After 25 years of marriage, couple reveals how to be a better spouse
TAMPA, Fla. - Pastors Brad and Stephanie White have been happily married for 25 years, but they'll tell you it's been work.
A big part of their contentment comes from communication.
"One of the things that’s held our marriage together is that we deal with things we don’t bury it," said Brad.
"Nothing needs to be hidden with a partner, with your spouse. You can’t hide it. You’ve got to bring everything out in the open," said Stephanie.
When problems arise, they try to understand each other.
"I’ve learned you go into it wanting a quick resolution. I go into it, not needing a resolution, wanting to be heard," Stephanie said to Brad.
As a couple who counsels other couples, they say they see two big problems crop up in marriages.
"Money and sex. If you made a mistake be open and be honest," said Stephanie.
Pastors Brad and Stephanie White have been happily married for 25 years
"They get married, and she has her account, and he has his and they kind of cross pollinate to pay certain bills, and personally we think that’s a recipe for real trouble because it’s a trust issue," said Brad.
The Whites have shared their marital advice with relationship coach and author, Matthew P. Hoffman, on his podcast.
Hoffman has learned a thing or two in his own 27-year marriage.
"Conflict is inevitable. It’s going to happen in every relationship no matter how successful or stable it is. I think you have to fight fair meaning you’re not going to do anything that’s going to degrade or demoralize your spouse," said Hoffman.
"I don’t want to say things that are damaging, and I think that’s a big thing for both of us. Words are very powerful and your words matter," said Stephanie.

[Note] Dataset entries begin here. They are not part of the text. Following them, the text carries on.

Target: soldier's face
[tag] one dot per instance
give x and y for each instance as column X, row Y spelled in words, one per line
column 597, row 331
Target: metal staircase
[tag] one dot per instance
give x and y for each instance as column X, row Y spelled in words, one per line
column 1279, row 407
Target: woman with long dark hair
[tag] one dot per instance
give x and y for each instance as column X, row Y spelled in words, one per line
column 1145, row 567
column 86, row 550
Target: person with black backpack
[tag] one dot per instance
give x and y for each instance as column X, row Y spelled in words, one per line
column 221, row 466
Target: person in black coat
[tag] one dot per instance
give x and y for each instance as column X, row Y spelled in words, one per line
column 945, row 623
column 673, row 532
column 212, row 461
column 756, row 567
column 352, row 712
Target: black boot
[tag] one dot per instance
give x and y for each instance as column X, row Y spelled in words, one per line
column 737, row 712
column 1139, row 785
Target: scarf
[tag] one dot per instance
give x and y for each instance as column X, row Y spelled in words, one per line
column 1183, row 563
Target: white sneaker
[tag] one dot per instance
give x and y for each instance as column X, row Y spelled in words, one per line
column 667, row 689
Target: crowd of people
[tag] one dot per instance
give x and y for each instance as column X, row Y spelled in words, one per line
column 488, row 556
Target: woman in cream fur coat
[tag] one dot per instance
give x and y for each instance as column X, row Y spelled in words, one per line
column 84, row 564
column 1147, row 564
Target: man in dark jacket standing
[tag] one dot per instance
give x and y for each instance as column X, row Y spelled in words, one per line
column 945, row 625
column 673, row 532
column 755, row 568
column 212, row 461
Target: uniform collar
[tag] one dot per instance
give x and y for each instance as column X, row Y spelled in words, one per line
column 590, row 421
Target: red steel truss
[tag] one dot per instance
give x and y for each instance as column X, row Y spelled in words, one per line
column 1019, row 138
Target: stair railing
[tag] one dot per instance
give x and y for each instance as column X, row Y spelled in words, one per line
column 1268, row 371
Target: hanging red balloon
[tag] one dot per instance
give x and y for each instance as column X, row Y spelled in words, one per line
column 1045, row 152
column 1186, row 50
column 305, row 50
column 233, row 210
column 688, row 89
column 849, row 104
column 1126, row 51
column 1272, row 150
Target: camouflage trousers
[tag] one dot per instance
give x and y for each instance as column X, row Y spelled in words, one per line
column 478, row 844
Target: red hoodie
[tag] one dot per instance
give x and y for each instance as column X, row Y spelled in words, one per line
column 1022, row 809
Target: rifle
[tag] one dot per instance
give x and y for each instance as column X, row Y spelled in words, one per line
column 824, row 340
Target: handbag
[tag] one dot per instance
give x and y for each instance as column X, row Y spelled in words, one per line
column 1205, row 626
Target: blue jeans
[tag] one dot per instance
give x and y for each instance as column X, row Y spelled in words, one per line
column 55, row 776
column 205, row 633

The Whites and Hoffman said working on their marriages doesn't just help them, but strengthens their families.
"The greatest gift you can give your kids is a red-hot marriage," said Brad.
"We really have to have a unified front on what we’re going to do and how we’re going to do it, and it’s important for my wife and I to model our children what a health relationship looks like", said Hoffman.
"Our kids have seen that you can disagree, that you can make mistakes, but a marriage is not the end over that", said Stephanie.
And they say date nights are crucial.
"Just face to face eyeball to eyeball. Become best friends again. Find something you like about each other and reconnect," said Stephanie.
"Date night is really a friend to communication because you’re talking, and you’re having a good time, and you need that break away," said Brad.
"You’ve got to keep dating your wife. You’ve got to create those opportunities. We take turns with anniversaries. I’ll plan it one year, she plans it the next," said Hoffman.
And working on your marriage can pay off in other ways.
"It’s worth it because if you have that investment in your relationship it’s going to spill over into success in your career, into your relationship with your kids, your community," said Hoffman.